Despite his beet red face he brings a finger to his lip and thinks for a second, "Maybe...if you add a meow at the end of it."

I grin, "Can you please stay with me, meow?" I respond with a huge grin. There is no point in feeling embarrassed now when there is a pretty good chance that I'll be dying soon anyway.

"Then of course..."

---

"Wait!!" I shout as I quickly put myself into an upright position, "I'm-I'm cured? For forever?"

"No," My doctor corrects, "definitely not for forever, only temporarily, but at least for the next few years. You're stable enough to go home and continue any of your everyday activities...you can even join a sport, you're that healthy now."

"Ah!!" I cheer as my excitement begins to grow unbearable to contain. I haven't been allowed to leave the hospital since I was out in here and this means I can finally face my fears. I can finally be an average teenager.

My mom is more excited than I am, that much I know just by looking at her. The way she is rubbing her eyes, trying to prevent her tears from ruining her make up. It makes me over joyed.

To think that I get to go back to school, I can hang out with my friends, and I can even make new ones if I want to. I can join a sport again!!

"Congratulations!!" Elizabeth shouts as she and the others meet me outside later that night. To think I can see the outside world again, the sunset and stars...I can see them from more than just the roof of the hospital. I can go to an arcade or an amusement park. A carnival, a park, a store.  It's so surreal. So, so surreal.

"Alois," I say as I come out of my momentary trance. I look over towards the male and he does the same, "will you go on a date with me?"

"(Y-Y/n)!" He shouts and begins to freak out at my bluntness. "Wh- Ju-just like that?"

"Is that a no?"

"No! I mean....of course I want to go on a date with you...but you just got out of the hospital."

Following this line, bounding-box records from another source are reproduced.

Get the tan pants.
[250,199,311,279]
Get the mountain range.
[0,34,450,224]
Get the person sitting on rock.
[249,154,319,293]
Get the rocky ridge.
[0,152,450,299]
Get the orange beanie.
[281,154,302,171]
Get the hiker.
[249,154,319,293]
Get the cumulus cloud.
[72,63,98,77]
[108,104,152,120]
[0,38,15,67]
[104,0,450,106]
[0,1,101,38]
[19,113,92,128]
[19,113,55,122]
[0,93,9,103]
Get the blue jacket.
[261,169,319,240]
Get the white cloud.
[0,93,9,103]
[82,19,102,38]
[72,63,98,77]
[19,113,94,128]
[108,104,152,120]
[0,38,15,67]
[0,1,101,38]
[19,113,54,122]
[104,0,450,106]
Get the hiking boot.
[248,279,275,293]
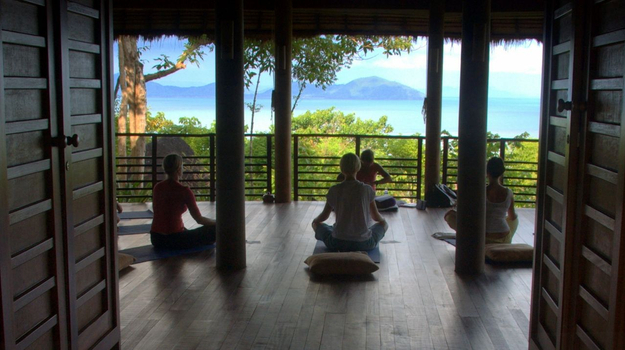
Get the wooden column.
[273,0,293,203]
[425,0,445,197]
[456,0,490,274]
[215,0,245,269]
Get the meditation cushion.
[304,252,379,275]
[117,252,135,271]
[484,243,534,263]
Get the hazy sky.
[115,38,542,97]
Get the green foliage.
[441,131,538,208]
[292,108,421,200]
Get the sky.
[114,38,542,98]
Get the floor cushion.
[484,243,534,263]
[117,252,135,271]
[304,252,379,275]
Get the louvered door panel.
[61,0,119,349]
[0,0,67,349]
[0,0,119,349]
[530,0,583,349]
[568,1,625,349]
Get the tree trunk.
[115,36,128,188]
[120,36,147,180]
[291,85,306,114]
[130,60,148,180]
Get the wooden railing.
[117,134,538,206]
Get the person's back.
[312,153,388,251]
[445,157,518,244]
[486,186,512,233]
[327,180,375,241]
[151,180,194,233]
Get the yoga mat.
[117,224,152,236]
[119,244,215,264]
[117,210,154,220]
[442,238,456,247]
[313,241,380,263]
[432,232,456,240]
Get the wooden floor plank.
[119,202,534,350]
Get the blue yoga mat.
[117,210,154,220]
[117,224,152,236]
[120,244,215,264]
[441,238,456,247]
[313,241,380,263]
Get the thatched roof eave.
[113,0,544,43]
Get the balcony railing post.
[499,139,506,183]
[443,136,449,185]
[265,135,273,193]
[417,137,423,199]
[293,135,299,201]
[208,135,215,202]
[152,135,158,189]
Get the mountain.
[145,81,215,98]
[258,76,425,100]
[125,77,424,100]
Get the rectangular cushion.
[304,252,379,275]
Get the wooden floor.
[119,202,534,350]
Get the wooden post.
[456,0,490,274]
[425,0,445,194]
[273,0,293,203]
[215,0,245,269]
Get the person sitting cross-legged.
[312,153,388,251]
[150,154,216,249]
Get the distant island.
[146,76,425,100]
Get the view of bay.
[148,97,540,138]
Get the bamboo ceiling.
[113,0,544,41]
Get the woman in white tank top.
[445,157,518,244]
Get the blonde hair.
[340,153,360,174]
[163,153,182,176]
[360,149,373,163]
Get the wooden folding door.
[530,0,625,349]
[0,0,119,349]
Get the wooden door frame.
[0,22,15,349]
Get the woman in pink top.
[150,154,215,249]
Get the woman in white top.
[312,153,388,251]
[445,157,518,244]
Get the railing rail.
[116,134,538,205]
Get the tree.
[115,36,213,183]
[291,35,412,113]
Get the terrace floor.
[119,202,534,350]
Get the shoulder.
[360,182,375,197]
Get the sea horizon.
[148,96,540,138]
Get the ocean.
[148,97,540,138]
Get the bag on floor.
[425,184,457,208]
[375,194,399,211]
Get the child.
[312,153,388,251]
[150,154,215,249]
[336,149,393,190]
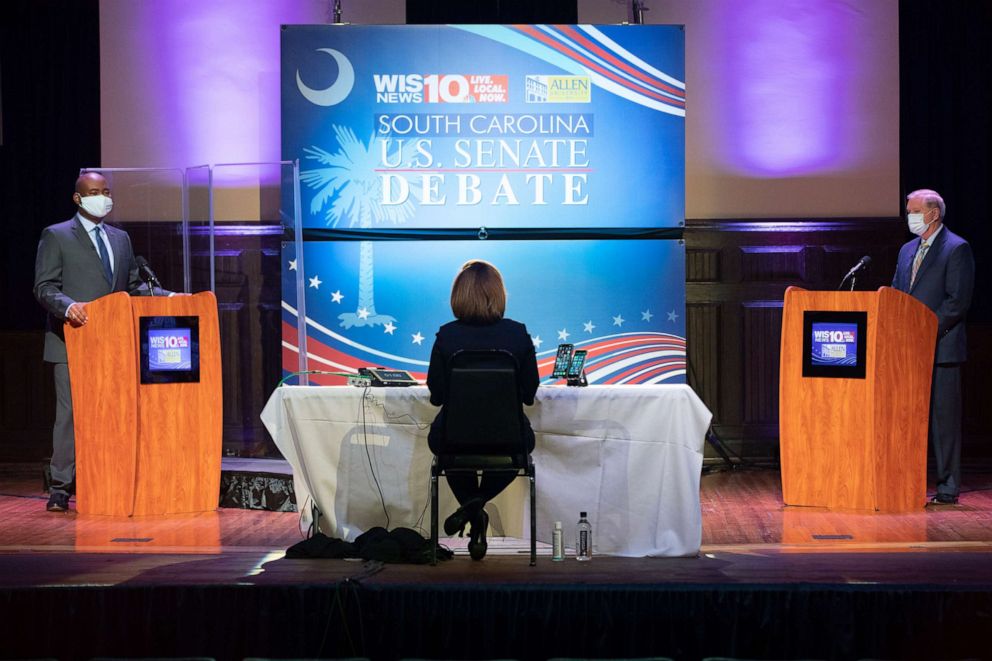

I nod my head and intertwine my hands together with his, "Yes, but I didn't ask you before because I thought I'd have died soon. Well, it turns out I'm not dying and I don't want to live another second without you know that I think I love you. If that's too much for you I get it but-"

"Shut up," he says before pressing his lips onto mine. "I love you too...I just wish I'd have been the one to ask you out..."

I nod my head and lean my head onto his shoulder for a second before looking over towards the other couple not too far away. Elizabeth smiles and cheers again. My life literally could not be more perfect than this. I want nothing more than this, for forever.